The exhibition presents the life and work of Pavel Aretin of Ehrenfeld, whose map New and exact description of the Bohemian Kingdom (16,19, 1632, 1665, before 1747) was published just 400 years ago. The work shows for the first time the boundaries of 15 provincial regions with their Czech and German names.
The scale of the map was already more detailed 1: 504 000 than at predecessors. Aretin also described many more residences, nearly 1 200.
He added a local alphabetical index with coordinates in Czech miles on the edge of the map. Due to the war use of the map, very few copies were preserved.
The original first edition is owned by National Archives, which kindly made available a copy of it. The next edition belongs to the Fund of the Map Collection of the Faculty of Science of Charles University.
Regional Archives in Opava provided also a unique manuscript of Aretin's map of Zábřeh manor (1623). Cartometric analyses were carried out on the maps.

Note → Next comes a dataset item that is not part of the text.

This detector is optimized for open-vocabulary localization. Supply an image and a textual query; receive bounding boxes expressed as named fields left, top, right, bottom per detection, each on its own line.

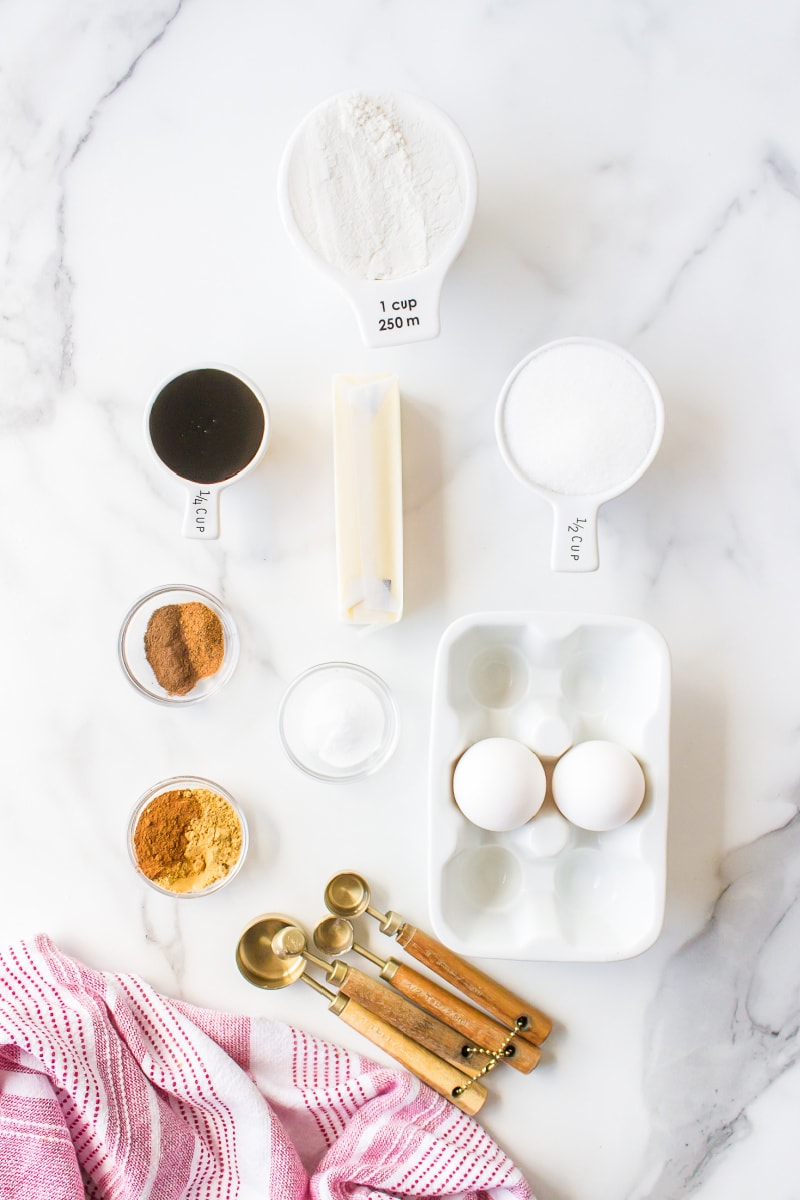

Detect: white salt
left=302, top=679, right=386, bottom=769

There was also made a unique model to search for locations from the Registry according to the instructions on the edge of the map. There will be also introduced sister maps from the British Library by W.
P. Zimmermann or E.
Sadeler but also derivatives mostly from Dutch atlases of the Map Collection of the Faculty of Science, Charles University. The exhibition will also include historical posters setting the work into the frame of the stormy Thirty Years' War, starting with the defenestration (1618), over the Battle of White Mountain to the sack of Prague by Swedish in 1648.
Visitors will be also able to see pictures of period measurements and measurement instruments and also authentic musketeers' clothing with equipment.